Sunday, November 15, 2020

Safaricom in fight for elusive Ethiopian full service licence

Communications tower.

Communications Towers at the top of Entoto hill, Addis Ababa, Ethiopia. The country has barred new entrants from investing in telecoms infrastructure such as base stations and towers. PHOTO | FILE

By NJIRAINI MUCHIRA

Twelve multinational telecom giants will soon find out which among them wins one of two new full-service telecommunication licences to operate in Ethiopia.

The Ethiopian government is expected to request for proposals before the end of November. The Ethiopia Communications Authority (ECA) has completed the evaluation of expressions of interest submitted in June by the 12 companies.
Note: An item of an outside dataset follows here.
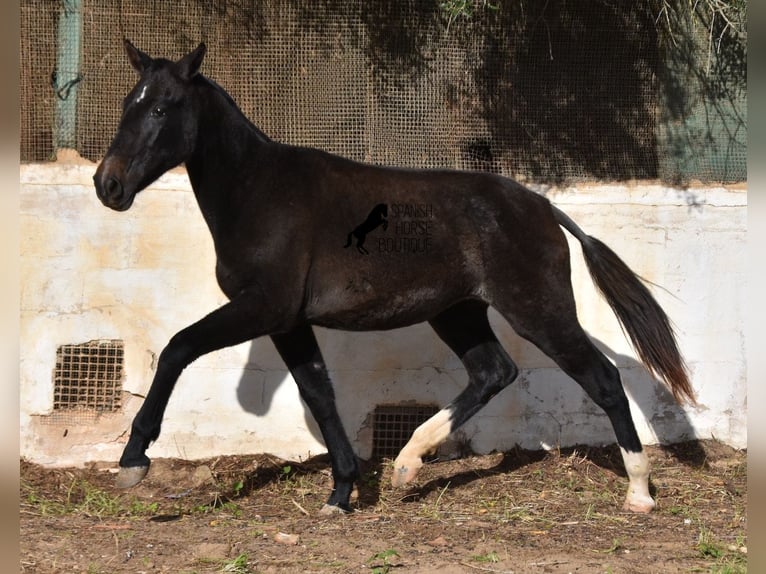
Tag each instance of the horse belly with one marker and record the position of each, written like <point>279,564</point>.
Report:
<point>361,305</point>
Kenya’s telco giant Safaricom, whose interests are through a consortium dubbed Global Partnership for Ethiopia in partnership with Vodafone and Vodacom, is hopeful of being among the two companies that will be invited to submit a request for proposal.

“We are ready to go and we are waiting for the request for proposal.,” Safaricom chairman Michael Joseph told The EastAfrican.

He added that the consortium is ready to abide by the conditions that will be imposed by Ethiopia, top of which is barring new entrants into the country from investing in telecoms infrastructure such as base stations and towers.

According to Mr Joseph, the Ethiopian market offers substantial potential considering its mobile penetration rate currently stands at 45 percent in a country with a population of 110 million people.

Safaricom is looking beyond Kenya after hitting saturation in the voice business, with growth largely driven by data and mobile money service M-Pesa whose drop in earnings for the six months period ending September 30 resulted in a decline in profitability for the first time since 2012.

Its half-year profits declined by six percent to $300 million compared with $318.2 million in the same period last year.

In August, Ethiopia said telecommunication infrastructure providers (towercos) would not be allowed in the country, while operators must share infrastructure.

“The government has decided not to allow foreign telecom infrastructure companies. They will not be allowed to operate here,” Frehiwot Tamiru, Ethio Telecom chief executive, said in August.

The country has drafted a framework to govern infrastructure sharing and collocation agreements, with the key design being to protect the vast infrastructure being controlled by Ethio Telecom, the country’s telecoms monopoly.

The other companies that had submitted an expression of interest were Etisalat, Axian, MTN, Orange, Saudi Telecom Company, Telkom SA, Liquid Telecom, Snail Mobile and the two non-telecom operators, Kandu Global Telecommunications and Electromecha International Projects.

According to John Walubengo, an IT lecturer at Multimedia University, while Ethiopia offers a huge market for voice and data, the M-Pesa service could be the biggest beneficiary by riding on Ethiopia’s nascent financial market.